Goldman Sachs' "dual role" as both the buyer of SVB Securities Investment Portfolio and its capital raising advisor has raised regulatory suspicions. Bankers and banking lawyers have said that banks rarely take on both roles unless it is during a financial crisis.
The "aftershocks" of the SVB Financial collapse are still ongoing, and US regulators are launching a joint investigation into Goldman Sachs.
According to sources cited by the Wall Street Journal on Thursday, the Federal Reserve and the US Securities and Exchange Commission (SEC) are investigating Goldman Sachs' role in the SVB Financial collapse, including its role as both a buyer of SVB's securities portfolio and its capital-raising advisor.
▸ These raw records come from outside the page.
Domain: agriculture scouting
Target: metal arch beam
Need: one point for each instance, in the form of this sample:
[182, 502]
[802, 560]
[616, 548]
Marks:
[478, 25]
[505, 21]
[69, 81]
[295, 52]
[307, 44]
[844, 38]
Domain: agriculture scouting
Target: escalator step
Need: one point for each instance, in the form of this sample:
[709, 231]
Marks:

As part of the investigation, the US Department of Justice has subpoenaed Goldman Sachs.
Sources said that the Federal Reserve and SEC are seeking some documentary evidence related to Goldman Sachs' role as both a buyer of SVB's securities portfolio and its capital-raising advisor. They are investigating whether Goldman Sachs' investment banking and trading departments improperly communicated on the sale of SVB's securities portfolio.
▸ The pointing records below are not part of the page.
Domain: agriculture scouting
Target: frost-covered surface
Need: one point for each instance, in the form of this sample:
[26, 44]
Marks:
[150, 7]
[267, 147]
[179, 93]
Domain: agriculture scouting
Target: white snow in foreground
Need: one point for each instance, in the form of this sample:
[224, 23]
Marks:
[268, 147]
In this major crisis, SVB hired Goldman Sachs to help raise funds, while Goldman Sachs' trading department bought SVB's AFS securities portfolio at a price below market value. Craig Coben, former global head of equity capital markets at Bank of America, said that for bond trading, SVB is Goldman Sachs' market trading partner, while for stock issuance, it is Goldman Sachs' client.
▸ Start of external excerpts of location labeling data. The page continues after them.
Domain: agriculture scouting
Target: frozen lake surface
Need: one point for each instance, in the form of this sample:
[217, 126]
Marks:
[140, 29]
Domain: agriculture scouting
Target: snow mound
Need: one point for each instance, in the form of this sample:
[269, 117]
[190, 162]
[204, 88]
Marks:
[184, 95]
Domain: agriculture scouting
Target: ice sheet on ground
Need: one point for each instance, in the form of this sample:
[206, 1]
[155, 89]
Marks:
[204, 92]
As previously mentioned, Goldman Sachs' traders and investment bankers happened to be working for SVB at the same time, but there was a wall between them and they didn't know what the other was doing.
This "dual role" has aroused the suspicion of regulators. Bankers and bank lawyers have said that banks rarely serve as both advisers to a company and buyers of its assets, unless it is during a financial crisis. Goldman Sachs previously announced in May that "various government agencies" were investigating and questioning its role in the failed capital increase and securities sales at SVB.
Sources said that Goldman Sachs told SVB executives that if they wanted to raise funds, SVB had to sell some or all of its securities portfolio to show their need for funds. SVB's former CEO, Greg Becker, expressed the same view to the Senate Banking Committee in May of this year.
Both sides were worried that SVB's problems would be exposed to the public. Sources also said that SVB executives decided not to publicly sell the securities portfolio because they were afraid the market would know they were in trouble.
A Goldman Sachs spokesperson reiterated that Goldman Sachs assisted SVB in the proposed financing and subsequently purchased a group of securities from them. Prior to the transaction, Goldman Sachs informed SVB in writing that it would not act as their sales advisor and that SVB should not rely on any advice from the bank in this regard, but should hire a third-party financial advisor.
On March 8, SVB announced that it had lost $1.8 billion in the process of selling its debt securities and announced that it would raise funds by selling stocks. After SVB publicly disclosed its loss information and other negative news (including Moody's rating downgrade), its stock price fell sharply and depositors began to withdraw their deposits. Goldman Sachs spokesperson said that after purchasing SVB's securities portfolio in March, Goldman Sachs began to gradually sell these securities. In early May, the bank stated that it expected to earn less than $50 million in revenue after selling the entire investment portfolio.